Quantum inequalities and their applications

TL;DR

This paper reviews quantum inequalities related to quantum symmetries, exploring their mathematical foundations, applications in category theory and subfactor theory, and highlighting fundamental differences from non-commutative inequalities.

Contribution

It provides a comprehensive introduction to quantum inequalities on subfactors and discusses their applications, emphasizing the role of complete positivity and algebraic structures.

Findings

Quantum inequalities include Hausdorff-Young, Young's, and entropic inequalities.

Applications demonstrate the importance of complete positivity in quantum symmetries.

The review highlights fundamental differences between quantum and non-commutative inequalities.

Abstract

In recent years, various quantum inequalities have been established on quantum symmetries in the framework of quantum Fourier analysis.

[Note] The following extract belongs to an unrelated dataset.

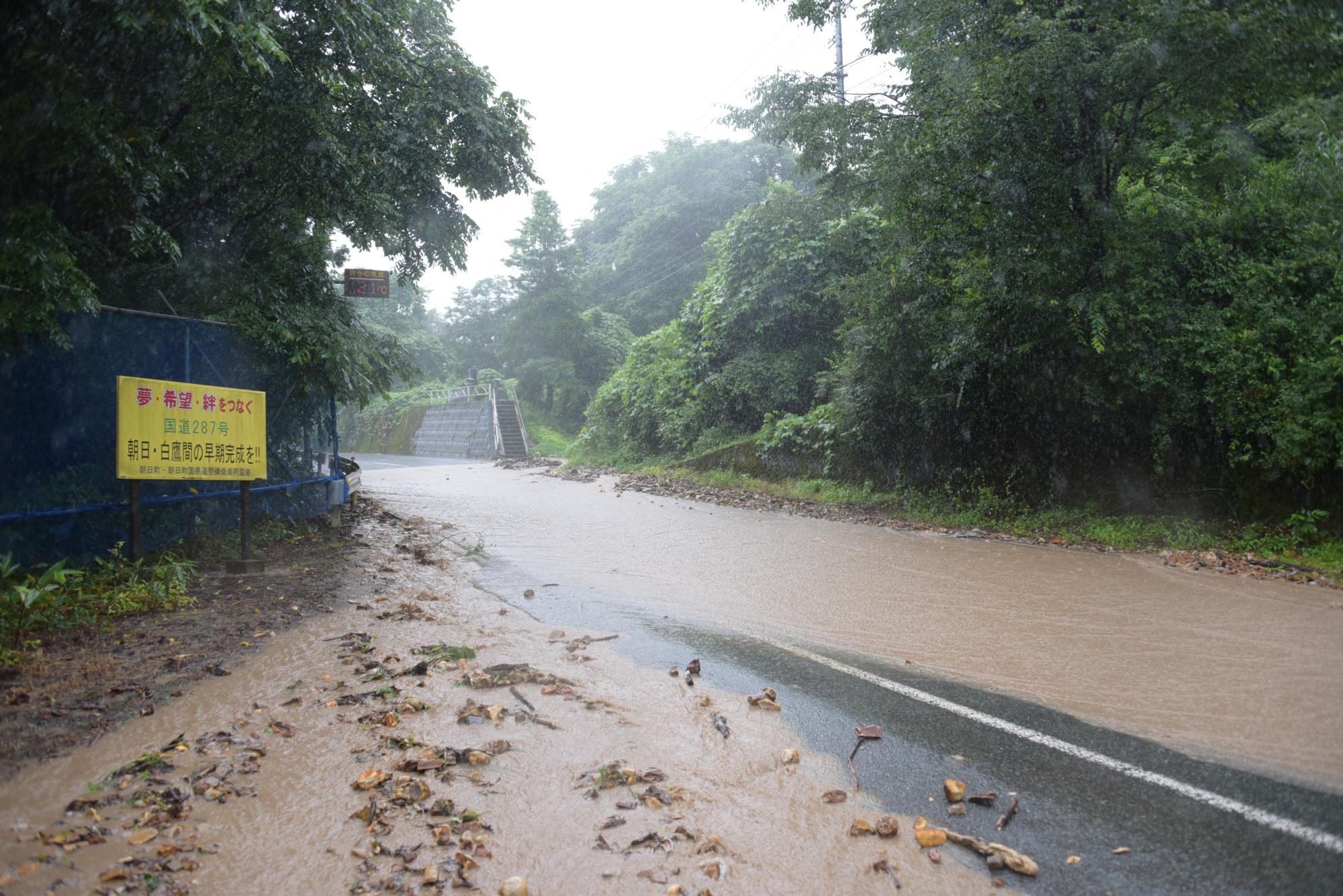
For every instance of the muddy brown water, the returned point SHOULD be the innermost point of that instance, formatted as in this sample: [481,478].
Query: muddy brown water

We provide a detailed introduction to quantum inequalities including Hausdorff-Young inequality, Young's inequality, uncertainty principles, entropic convolution inequalities etc on subfactors, an important type of quantum symmetries. We cite several applications of the complete positivity of the comultiplication in category theory and subfactor theory, which indicate the fundamental differences between quantum inequalities and non-commutative inequalities. We also review the Perron-Frobenius theorem together with the algebraic structures of eigenvector spaces.